In New Albany Tractor v. Louisville Tractor, et al., ––– F.3d ––––, 2011 WL 2448909 (6th Cir. 2011), the Sixth Circuit Court of Appeals citing to Bell Atl. v. Twombly, 550 U.S. 544, 555, 127 S.Ct. 1955, 167 L.Ed.2d 929 (2007), and Ashcroft v. Iqbal, ––– U.S. ––––, ––––, 129 S.Ct. 1937, 1949, 173 L.Ed.2d 868 (2009), discussed whether a dismissal with prejudice is appropriate when a plaintiff fails to meet the plausibility standard established by these cases.
Plaintiff brought claims against Defendants alleging they violated the Robinson-Patman Act, 15 U.S.C.§ 13(a). The Act prohibits sellers from having two prices for the same product. The goal of the Act is to prevent large buyers from getting better pricing than smaller buyers. In this case, Plaintiff alleged that the manufacturer controlled the distributor’s resale price in violation of the Act.
After reviewing the matter, the District Court granted the Defendants’ motions to dismiss with prejudice.

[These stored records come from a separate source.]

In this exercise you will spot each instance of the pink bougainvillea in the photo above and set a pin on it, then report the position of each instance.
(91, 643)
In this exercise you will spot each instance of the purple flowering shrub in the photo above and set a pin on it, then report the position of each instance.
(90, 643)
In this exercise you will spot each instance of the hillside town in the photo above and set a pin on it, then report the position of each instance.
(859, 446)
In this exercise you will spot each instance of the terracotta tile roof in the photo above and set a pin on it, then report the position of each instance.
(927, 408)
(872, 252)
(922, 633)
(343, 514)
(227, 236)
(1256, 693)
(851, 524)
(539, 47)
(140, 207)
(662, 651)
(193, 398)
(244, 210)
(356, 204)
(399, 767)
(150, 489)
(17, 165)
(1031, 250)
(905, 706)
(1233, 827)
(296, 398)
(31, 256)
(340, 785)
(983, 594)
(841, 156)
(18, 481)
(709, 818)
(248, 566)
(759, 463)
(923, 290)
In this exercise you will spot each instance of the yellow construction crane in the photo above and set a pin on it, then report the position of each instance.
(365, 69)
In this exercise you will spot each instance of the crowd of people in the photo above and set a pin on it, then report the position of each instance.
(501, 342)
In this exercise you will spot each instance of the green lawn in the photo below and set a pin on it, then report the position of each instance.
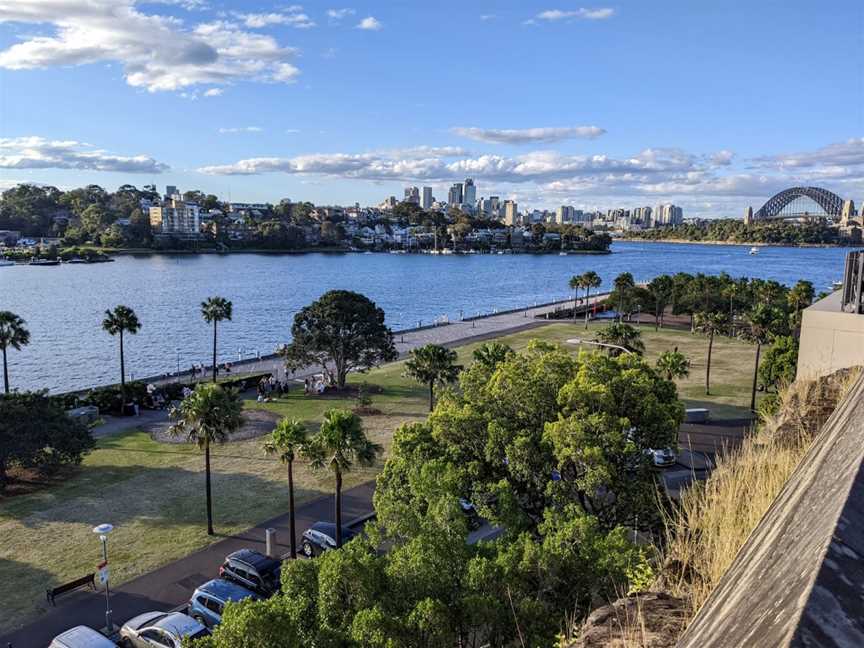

Plaintiff appealed arguing (1) that the district court erred in granting the motions to dismiss for failure to state a plausible claim, and (2) the district court erred in failing to allow Plaintiff to amend its complaint or in the alternative dismissing without prejudice. New Albany Tractor at *4.
Plaintiff had sought to prove that the arrangement between the two Defendants caused it to pay a discriminatory price, but because it could not conduct discovery, it could not get the information to support its claims. The Court stated, “The plaintiff apparently can no longer obtain the factual detail necessary because the language of Iqbal specifically directs that no discovery may be conducted in cases such as this, even when the information needed to establish a claim of discriminatory pricing is solely within the purview of the defendant or a third party, as it is here.” Id. at *5 (citing Ashcroft v. Iqbal, 129 S. Ct. at 1954).
The Court analyzed the Robinson-Patman Act and concluded that without knowledge from the Defendants, the Plaintiff could not plausibly allege a violation of the Act. The Court affirmed the district court’s decision to dismiss Plaintiff’s claim.
Next, the Court addressed the issues of leave to amend and dismissal with prejudice. The Court found that since Plaintiff had not sought leave to amend, it had waived that argument. As for dismissal with prejudice, the Court noted that the lower court had granted Plaintiff ample opportunity to submit additional evidence in support of its claims. In particular, the Court referenced an extensive affidavit from Plaintiff’s President that was submitted to supplement the allegations of the Complaint. The Court again stated that the information necessary to the Plaintiff’s claims was in the hands of the Defendants. Nevertheless, the Court found that the lower court had not abused its discretion in dismissing the claims with prejudice.
The ultimate conclusion is that complaints in the federal courts that fail to state a plausible claim, even where the evidence needed for such a claim is in the hands of the defendant, will be dismissed and likely with prejudice.